You can’t negotiate with a movement. Rosa Parks, E.D. Nixon, Martin King and the other Montgomery Improvement Association (MIA) leaders knew that. That’s one of the reasons they formed the MIA—to have an organization that could negotiate with officials from the city and the bus company.
You can’t negotiate abstract principles either. You can only negotiate terms and demands. And after the mass meeting on Dec. 5, the MIA had demands: “1) Courteous treatment on the buses; 2) First-come, first-served seating, with whites in front and blacks in back; Hiring of black drivers for black bus routes.”
On Thursday, Dec. 8, Rev. King, Fred Gray and other MIA leaders met with bus company officials and the city commissioners to present the MIA’s demands. Attorney Gray pointed out that the same bus company had a “first-come, first-served” seating policy in Mobile.
But, as Mrs. Parks writes, “they wouldn’t change their minds. The city commissioners wouldn’t go along with any of the demands either. They didn’t want to give an inch, not even to reasonable demands. They were afraid of compromising in any way with black people.”
Here’s another reason why it’s important for people to form their own organizations and elect their own leaders.

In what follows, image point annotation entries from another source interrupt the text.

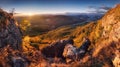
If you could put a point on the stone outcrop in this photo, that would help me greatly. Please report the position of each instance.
(56, 49)
(10, 33)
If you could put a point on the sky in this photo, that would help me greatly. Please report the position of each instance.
(57, 6)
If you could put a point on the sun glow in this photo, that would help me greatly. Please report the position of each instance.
(30, 14)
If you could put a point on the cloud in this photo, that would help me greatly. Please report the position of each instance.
(100, 9)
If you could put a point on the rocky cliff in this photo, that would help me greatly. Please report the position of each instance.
(10, 33)
(110, 40)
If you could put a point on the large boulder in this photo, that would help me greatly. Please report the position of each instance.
(10, 33)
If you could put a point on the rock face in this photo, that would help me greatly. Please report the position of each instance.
(110, 40)
(56, 49)
(111, 24)
(10, 33)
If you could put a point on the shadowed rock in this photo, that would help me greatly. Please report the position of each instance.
(10, 33)
(56, 49)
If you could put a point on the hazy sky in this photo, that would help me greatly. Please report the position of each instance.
(57, 6)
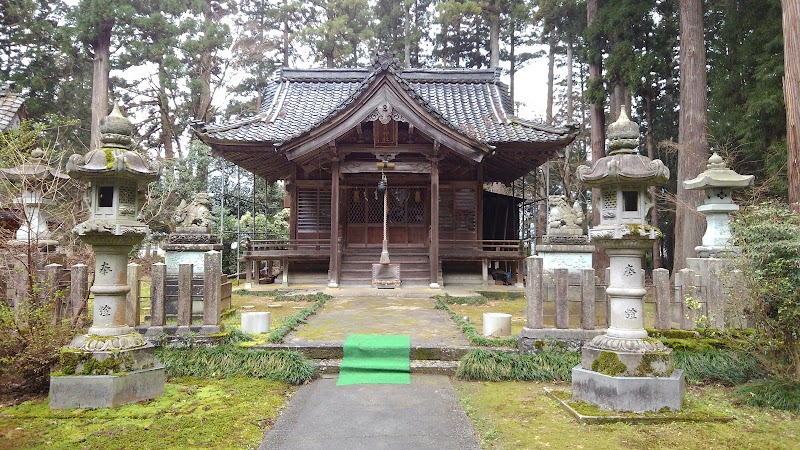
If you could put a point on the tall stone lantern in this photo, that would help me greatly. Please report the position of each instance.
(111, 364)
(622, 370)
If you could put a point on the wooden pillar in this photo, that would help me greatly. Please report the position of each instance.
(285, 274)
(248, 274)
(333, 272)
(291, 189)
(434, 248)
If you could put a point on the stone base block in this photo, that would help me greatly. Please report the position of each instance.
(628, 364)
(104, 391)
(628, 393)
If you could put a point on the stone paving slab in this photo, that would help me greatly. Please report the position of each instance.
(380, 315)
(423, 415)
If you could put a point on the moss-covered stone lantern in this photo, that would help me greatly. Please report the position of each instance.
(622, 370)
(112, 364)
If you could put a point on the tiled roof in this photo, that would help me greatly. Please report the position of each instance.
(10, 104)
(473, 102)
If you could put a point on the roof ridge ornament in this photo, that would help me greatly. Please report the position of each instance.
(385, 60)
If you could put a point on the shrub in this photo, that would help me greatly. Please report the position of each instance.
(30, 340)
(769, 237)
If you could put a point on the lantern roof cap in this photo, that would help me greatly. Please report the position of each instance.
(114, 157)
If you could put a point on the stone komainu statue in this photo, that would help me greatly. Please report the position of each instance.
(562, 217)
(195, 214)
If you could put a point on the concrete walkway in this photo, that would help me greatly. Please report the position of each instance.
(423, 415)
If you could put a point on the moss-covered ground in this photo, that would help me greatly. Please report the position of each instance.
(193, 413)
(518, 415)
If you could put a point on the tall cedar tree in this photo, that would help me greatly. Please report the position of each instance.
(692, 139)
(791, 88)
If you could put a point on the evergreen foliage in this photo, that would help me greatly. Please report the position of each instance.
(768, 235)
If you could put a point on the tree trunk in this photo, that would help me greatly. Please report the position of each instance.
(285, 34)
(513, 69)
(102, 52)
(166, 123)
(791, 93)
(551, 63)
(570, 105)
(692, 140)
(598, 138)
(650, 144)
(493, 13)
(407, 34)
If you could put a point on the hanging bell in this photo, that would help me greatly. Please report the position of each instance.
(382, 186)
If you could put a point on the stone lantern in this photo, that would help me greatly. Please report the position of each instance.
(111, 364)
(622, 370)
(31, 176)
(717, 182)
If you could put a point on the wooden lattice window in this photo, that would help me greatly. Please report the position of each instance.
(457, 210)
(313, 210)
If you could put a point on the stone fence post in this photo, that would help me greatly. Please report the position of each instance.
(661, 294)
(561, 279)
(587, 299)
(158, 289)
(78, 291)
(53, 274)
(685, 297)
(184, 299)
(534, 294)
(212, 292)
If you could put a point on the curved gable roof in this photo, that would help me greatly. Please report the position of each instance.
(473, 102)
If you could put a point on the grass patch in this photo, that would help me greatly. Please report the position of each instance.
(193, 413)
(282, 295)
(591, 413)
(469, 330)
(502, 295)
(518, 415)
(777, 394)
(487, 365)
(228, 362)
(728, 367)
(454, 300)
(290, 323)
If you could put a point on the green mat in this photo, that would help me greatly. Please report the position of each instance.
(375, 359)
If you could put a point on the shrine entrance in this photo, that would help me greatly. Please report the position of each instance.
(407, 218)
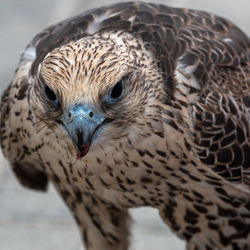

Your opponents will try to choose leaders to negotiate for you; and that’s just what the Montgomery city fathers did next.
“Late in January the three city commissioners met with three black ministers who were not part of the MIA. These ministers agreed to a plan for bus seating that would reserve ten seats in front for white and ten seats in back for blacks, with the rest available first-come,first-served. The the commission told the “Montgomery Advertiser”, and that Sunday the paper ran big headlines announcing the end of the boycott. But Dr. King and the Reverend Abernathy and the other leaders of the MIA heard what was happening. They went all over the black community Saturday night saying it was a lie. Then on Sunday the ministers told their congregations the story wasn’t true. So they got the word out and very few black people rode the buses on Monday.”
No community is monolithic. There are always those who—for whatever reasons—will betray a cause. Because of the broad base of support and legitimacy the Montgomery Improvement Association enjoyed throughout the black community, the bus boycott survived white attempts to end the boycott without concessions to black demands.